There is no magic number that applies for every application/company. We should just determine how often we think we should go to acceptance and production. It is strongly related to what your customers need and in which business you operate but from a technical and flow perspective the more often the better.
Most common issues in regards to a low Deployment frequency:
- Company applied restrictions: teams are not allowed to deploy themselves, teams need to follow manual processes of approval.
- Architectural: the software can’t be independently deployed/too much dependencies.
- Infrastructural: Very complicated infra which makes the process slow and unpredictable.
- No demand from the business: there is no sense of urgency and no one needs the software soon.
The last thing we need to closely monitor is the Change Failure Rate. It will tell us how often we have bugs/issues after we have deployed.

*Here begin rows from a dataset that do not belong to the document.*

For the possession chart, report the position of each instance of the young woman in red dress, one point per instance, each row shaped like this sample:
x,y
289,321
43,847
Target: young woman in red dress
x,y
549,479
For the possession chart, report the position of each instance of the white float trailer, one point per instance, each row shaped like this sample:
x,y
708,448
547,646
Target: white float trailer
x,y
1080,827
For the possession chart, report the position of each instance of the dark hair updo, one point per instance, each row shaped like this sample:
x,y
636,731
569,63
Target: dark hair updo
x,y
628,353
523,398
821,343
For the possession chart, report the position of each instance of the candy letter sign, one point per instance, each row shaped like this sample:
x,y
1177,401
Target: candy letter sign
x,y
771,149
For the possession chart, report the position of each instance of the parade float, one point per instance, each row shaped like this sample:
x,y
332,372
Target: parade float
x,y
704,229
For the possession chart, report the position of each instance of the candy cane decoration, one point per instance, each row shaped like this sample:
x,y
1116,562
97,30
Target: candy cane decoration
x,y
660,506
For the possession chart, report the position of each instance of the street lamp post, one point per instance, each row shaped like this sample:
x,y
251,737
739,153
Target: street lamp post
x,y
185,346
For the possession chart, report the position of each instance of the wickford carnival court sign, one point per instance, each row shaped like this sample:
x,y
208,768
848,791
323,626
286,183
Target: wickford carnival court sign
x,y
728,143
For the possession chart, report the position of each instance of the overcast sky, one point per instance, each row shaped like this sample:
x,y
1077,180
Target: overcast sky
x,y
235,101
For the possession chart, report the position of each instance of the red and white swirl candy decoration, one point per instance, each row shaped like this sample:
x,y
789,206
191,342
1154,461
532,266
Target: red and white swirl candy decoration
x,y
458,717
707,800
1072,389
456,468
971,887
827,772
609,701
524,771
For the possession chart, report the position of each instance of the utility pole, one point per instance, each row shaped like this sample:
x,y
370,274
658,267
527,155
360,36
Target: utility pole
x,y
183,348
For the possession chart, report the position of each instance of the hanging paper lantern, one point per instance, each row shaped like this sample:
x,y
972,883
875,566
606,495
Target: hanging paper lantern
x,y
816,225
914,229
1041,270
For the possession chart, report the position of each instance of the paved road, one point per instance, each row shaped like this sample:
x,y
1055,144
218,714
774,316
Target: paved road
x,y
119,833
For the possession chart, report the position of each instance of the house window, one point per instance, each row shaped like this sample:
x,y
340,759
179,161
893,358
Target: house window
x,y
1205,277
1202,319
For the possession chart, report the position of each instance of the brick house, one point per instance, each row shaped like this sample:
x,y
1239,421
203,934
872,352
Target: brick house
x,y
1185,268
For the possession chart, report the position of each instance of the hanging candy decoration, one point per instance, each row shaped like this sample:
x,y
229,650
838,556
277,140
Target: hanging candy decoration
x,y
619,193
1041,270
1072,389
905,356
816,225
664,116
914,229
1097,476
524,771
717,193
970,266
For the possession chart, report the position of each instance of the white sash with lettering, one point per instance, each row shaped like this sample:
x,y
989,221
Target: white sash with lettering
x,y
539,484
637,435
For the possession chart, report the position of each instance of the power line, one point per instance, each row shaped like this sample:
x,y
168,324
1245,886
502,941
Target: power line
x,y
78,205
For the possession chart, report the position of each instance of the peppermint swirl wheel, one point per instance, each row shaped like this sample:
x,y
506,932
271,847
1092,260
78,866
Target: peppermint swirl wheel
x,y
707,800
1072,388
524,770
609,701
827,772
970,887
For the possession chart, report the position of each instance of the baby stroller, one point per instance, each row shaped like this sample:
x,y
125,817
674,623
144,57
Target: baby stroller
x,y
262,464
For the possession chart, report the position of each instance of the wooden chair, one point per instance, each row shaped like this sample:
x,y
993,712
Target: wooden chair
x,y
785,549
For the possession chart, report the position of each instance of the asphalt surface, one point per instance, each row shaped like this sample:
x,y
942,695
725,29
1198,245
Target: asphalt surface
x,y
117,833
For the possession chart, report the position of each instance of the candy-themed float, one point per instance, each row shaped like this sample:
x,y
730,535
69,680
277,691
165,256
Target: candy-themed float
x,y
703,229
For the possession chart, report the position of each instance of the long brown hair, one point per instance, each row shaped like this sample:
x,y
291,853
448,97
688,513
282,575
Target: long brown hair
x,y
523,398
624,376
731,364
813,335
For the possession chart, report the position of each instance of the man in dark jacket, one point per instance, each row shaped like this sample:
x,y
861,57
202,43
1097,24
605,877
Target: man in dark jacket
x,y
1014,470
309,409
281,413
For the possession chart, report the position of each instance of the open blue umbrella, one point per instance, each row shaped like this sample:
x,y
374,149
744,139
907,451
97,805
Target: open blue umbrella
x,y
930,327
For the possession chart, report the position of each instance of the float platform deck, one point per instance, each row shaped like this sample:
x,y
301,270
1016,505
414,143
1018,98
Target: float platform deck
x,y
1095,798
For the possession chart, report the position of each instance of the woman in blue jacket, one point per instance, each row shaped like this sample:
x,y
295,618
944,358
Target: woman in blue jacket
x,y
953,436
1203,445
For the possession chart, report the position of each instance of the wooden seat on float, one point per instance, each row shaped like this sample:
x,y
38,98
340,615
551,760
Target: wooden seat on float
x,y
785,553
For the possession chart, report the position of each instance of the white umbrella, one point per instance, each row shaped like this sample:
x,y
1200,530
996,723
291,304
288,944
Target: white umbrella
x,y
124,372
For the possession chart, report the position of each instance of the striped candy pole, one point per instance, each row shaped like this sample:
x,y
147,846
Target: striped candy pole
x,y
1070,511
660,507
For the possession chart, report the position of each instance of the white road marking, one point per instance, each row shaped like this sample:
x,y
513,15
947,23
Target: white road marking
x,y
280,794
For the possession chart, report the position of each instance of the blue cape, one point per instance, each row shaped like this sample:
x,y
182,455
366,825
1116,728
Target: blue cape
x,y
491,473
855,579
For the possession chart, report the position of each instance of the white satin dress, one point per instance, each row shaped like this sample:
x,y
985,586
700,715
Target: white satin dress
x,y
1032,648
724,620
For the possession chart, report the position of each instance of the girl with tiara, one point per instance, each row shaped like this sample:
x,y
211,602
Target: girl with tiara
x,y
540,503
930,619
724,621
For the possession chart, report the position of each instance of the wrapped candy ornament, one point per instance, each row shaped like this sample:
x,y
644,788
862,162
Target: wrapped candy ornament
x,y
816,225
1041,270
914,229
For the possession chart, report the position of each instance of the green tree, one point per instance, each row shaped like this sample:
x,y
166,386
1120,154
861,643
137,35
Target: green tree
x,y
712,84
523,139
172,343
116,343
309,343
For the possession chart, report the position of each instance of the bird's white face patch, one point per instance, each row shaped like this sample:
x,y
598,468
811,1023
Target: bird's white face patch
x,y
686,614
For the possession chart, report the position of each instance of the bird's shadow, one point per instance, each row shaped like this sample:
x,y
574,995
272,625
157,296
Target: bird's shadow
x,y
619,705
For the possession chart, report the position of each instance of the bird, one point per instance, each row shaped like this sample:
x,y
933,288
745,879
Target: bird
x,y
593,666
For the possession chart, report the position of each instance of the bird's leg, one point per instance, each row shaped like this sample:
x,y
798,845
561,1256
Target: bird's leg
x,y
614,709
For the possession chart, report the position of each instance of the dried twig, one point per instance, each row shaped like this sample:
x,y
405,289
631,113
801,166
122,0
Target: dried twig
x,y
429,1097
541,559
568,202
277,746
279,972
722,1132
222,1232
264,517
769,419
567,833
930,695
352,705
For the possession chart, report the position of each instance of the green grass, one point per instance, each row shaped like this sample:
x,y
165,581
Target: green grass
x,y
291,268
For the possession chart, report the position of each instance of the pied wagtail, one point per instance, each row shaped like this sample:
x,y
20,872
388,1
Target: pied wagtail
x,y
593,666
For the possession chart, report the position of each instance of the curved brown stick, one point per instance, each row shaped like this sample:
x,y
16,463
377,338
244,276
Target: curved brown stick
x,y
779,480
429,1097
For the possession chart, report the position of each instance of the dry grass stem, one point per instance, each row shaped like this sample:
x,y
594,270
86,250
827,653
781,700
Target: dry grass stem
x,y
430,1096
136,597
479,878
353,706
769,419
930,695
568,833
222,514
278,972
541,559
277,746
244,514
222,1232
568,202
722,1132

Most common issues in regards to a high Change Failure Rate:
- Environments: difference between test and production environment so bugs will appear on only one.
- Lack of extensive automated testing: no automated tests, integration tests, mutation tests will result in unpredictable quality.
- Manual infra configurations: no infra as code/immutable infra which makes changes error prone.
- The lack of proper test data management/test db provisioning: always testing with a predictable testset instead of real world data.
Like many things, when you regard them holistically: fixing the biggest issue will often resolve or improve one or more others. So rather than making this really big and trying to get all the data automatically in a dashboard, just start with a value stream map which will tell you how fast you currently get ideas to end users.
Sometimes you find out that there is no traceability between ideas, the code and deploys. Well there is your first item to solve. You would never be able to tell how you are doing without it anyway. Maybe the backlogs are full of items that haven’t changed for months or even years. There is your next item: waiting times of months. Try to change more to a just-in-time way of working.
Often you just have to take a step back before you can go forward in software development.